The remote Wa State in Myanmar, which shares 82 miles (133 km) of frontier with China, once offered Chinese VIPs an out of the way place to gamble large, and still may. Reuters reports that casinos, where the rich used to enjoy perks and privileges, are now populated by less affluent locals, in a region where farmers may only earn the equivalent of $115 per year. So the bets, with table limits up to $16,000 are now in the ten cent range. The outlet reports that some 1,000 employees of the casino serve the peasant gamblers, while a berkeley.edu essay from June 2016, states that the workers make about $300 per month.

According to the report, now hundreds of low betting players crowd an opulently appointed three-story casino tucked away in the hills, away from the cities that casinos were driven out of in a 2003 Chinese purge. The VIP’s in private lounges are nowhere to be seen.

Before Beijing’s latest crackdown on graft and corruption, which translates in numbers to VIP players – China, who provides weapons and military advisers to the Wa Army, sent a small contingent of troops to shut down casinos in the city of Mong La. This, reportedly in response to the daughter of a high-ranking official losing millions of yuan at the casinos.

Local authorities responded by setting up a new gambling zone in Wang Hsieo village, about 10 miles (16 km) away.
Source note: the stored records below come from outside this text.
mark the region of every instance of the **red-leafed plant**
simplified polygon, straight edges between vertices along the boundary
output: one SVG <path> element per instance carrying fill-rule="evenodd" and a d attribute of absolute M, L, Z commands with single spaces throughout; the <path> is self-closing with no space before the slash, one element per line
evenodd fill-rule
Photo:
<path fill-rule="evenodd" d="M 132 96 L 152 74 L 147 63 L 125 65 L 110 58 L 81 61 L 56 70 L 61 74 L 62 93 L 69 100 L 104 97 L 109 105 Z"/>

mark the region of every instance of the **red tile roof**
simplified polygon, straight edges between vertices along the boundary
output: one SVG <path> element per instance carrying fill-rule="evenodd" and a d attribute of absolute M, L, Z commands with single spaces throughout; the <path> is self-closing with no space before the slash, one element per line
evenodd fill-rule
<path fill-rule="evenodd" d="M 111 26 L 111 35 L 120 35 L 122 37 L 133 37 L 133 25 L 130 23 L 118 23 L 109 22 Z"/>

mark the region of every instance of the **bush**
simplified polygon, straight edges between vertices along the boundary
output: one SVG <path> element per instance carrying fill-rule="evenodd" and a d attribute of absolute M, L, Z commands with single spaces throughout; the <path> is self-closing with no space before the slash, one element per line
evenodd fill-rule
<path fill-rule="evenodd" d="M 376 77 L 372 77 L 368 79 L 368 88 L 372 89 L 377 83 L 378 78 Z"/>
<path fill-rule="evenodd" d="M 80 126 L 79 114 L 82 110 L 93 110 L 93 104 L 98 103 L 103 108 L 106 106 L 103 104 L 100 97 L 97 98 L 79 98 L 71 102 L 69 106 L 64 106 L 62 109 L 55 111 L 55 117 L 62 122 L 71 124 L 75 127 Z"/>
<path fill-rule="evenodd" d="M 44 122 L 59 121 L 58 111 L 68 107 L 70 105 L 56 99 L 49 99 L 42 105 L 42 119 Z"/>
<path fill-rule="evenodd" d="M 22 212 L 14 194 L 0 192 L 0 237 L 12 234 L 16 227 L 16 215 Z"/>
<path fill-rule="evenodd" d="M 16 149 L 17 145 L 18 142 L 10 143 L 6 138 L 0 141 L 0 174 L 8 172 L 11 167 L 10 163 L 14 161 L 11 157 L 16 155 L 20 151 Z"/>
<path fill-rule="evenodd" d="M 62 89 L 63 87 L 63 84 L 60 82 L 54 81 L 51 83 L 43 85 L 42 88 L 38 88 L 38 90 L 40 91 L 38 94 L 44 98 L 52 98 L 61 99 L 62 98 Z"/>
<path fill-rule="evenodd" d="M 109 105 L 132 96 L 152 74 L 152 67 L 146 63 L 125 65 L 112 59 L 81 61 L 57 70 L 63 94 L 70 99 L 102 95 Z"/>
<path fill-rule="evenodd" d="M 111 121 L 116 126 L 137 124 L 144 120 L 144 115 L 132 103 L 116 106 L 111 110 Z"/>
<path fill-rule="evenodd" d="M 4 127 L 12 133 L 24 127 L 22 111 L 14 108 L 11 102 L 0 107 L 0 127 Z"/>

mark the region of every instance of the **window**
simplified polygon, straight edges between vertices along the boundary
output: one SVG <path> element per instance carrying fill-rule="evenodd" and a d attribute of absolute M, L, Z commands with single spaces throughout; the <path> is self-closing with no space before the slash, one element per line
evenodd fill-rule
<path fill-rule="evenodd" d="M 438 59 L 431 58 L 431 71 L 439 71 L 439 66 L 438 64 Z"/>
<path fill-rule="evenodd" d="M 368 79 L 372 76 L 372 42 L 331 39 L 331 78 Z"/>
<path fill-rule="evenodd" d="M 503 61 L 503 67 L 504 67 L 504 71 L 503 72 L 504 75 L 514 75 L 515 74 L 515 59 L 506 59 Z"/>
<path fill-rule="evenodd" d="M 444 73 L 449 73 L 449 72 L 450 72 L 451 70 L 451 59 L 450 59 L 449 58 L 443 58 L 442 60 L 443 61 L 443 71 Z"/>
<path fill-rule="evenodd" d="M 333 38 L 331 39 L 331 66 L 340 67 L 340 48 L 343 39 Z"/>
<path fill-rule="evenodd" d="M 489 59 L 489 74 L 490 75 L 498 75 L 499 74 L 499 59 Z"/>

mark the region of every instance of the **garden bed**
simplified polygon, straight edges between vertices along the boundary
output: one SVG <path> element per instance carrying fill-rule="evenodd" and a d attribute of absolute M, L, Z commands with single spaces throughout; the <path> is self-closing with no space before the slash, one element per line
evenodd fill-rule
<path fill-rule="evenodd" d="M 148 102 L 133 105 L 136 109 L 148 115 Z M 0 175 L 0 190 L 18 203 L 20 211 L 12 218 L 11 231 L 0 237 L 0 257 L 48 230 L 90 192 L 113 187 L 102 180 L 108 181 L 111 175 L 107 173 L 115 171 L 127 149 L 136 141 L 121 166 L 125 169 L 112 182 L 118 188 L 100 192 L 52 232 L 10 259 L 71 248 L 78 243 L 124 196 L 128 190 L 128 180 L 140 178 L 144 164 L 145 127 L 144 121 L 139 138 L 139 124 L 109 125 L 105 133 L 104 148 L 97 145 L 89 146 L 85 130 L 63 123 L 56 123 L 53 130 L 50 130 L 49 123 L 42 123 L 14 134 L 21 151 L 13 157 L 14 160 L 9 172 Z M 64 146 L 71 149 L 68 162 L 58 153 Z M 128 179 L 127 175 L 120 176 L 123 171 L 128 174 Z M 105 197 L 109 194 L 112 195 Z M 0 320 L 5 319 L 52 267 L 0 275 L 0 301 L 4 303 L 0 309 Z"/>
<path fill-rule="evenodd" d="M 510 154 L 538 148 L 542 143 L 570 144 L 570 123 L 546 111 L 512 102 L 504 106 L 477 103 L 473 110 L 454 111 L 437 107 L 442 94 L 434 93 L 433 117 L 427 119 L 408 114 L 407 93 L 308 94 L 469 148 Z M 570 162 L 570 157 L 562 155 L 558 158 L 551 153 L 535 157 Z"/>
A November article on the BBC relates that the Wa State is so secretive and remote that you won’t find it on Google Maps, and if you ask for a passport you will be denied. The Sea-Globe reported in 2014 that at the time, many Chinese gamblers weren’t too concerned with the inconvenience of Chinese gambling bans – they simply crossed into Mong La illegally, walking across the porous border with no documents. The most recent report would suggest that practice has changed, at least for the whales that feed the VIP tables in private lounges.

The Southeast Asia Globe Magazine (sea-globe.com) went into more depth about the state of affairs just a little over two years ago. Chinese sex workers were plying their trade openly and the market was full of endangered wildlife meat and other parts for sale. Restaurants were displaying endangered animals in cages, ready to be slaughtered and cooked to order while the illegal trade in ivory, tiger and leopard skins flourished. Mong La is reportedly one of Southeast Asia’s largest open wildlife markets.

However, the Daily Beast reported in 2014 that most of the items are probably fake. Quoting a practitioner of traditional Chinese medicine the DB reported, “The tiger paws are actually from large dogs, with claws attached to them. The pelts are dyed dog furs. The ivory is just bone from a farm animal, most likely an ox. The rest is probably plastic,” he told the reporter. “The only thing that is real here is probably the set of deer antlers, maybe some of the pangolin scales. Those aren’t too difficult to come by.”

Inexplicably, in November the BBC and other media outlets were invited to the Wa State, where the denizens were once known to the British as “Wild Wa” as they were prolific head hunters in earlier times.

The Wa state became autonomous when rebels there came to an agreement with the Myanmar government in 1989. The region went into opium production for about ten years, then began eradication efforts which seem to have been successful. Now Chinese underworld operators reportedly manufacture “yaba”, methamphetamine pills for export. The government seized two tons of pills in 2016, according to the BBC report.

As to the actual fate of more of the shady casinos in the jungle areas where the Wa State meets China, that is unclear.

 

This article has been updated to remove reference to Chinese state-owned news sources and to cite Reuters in the first paragraph.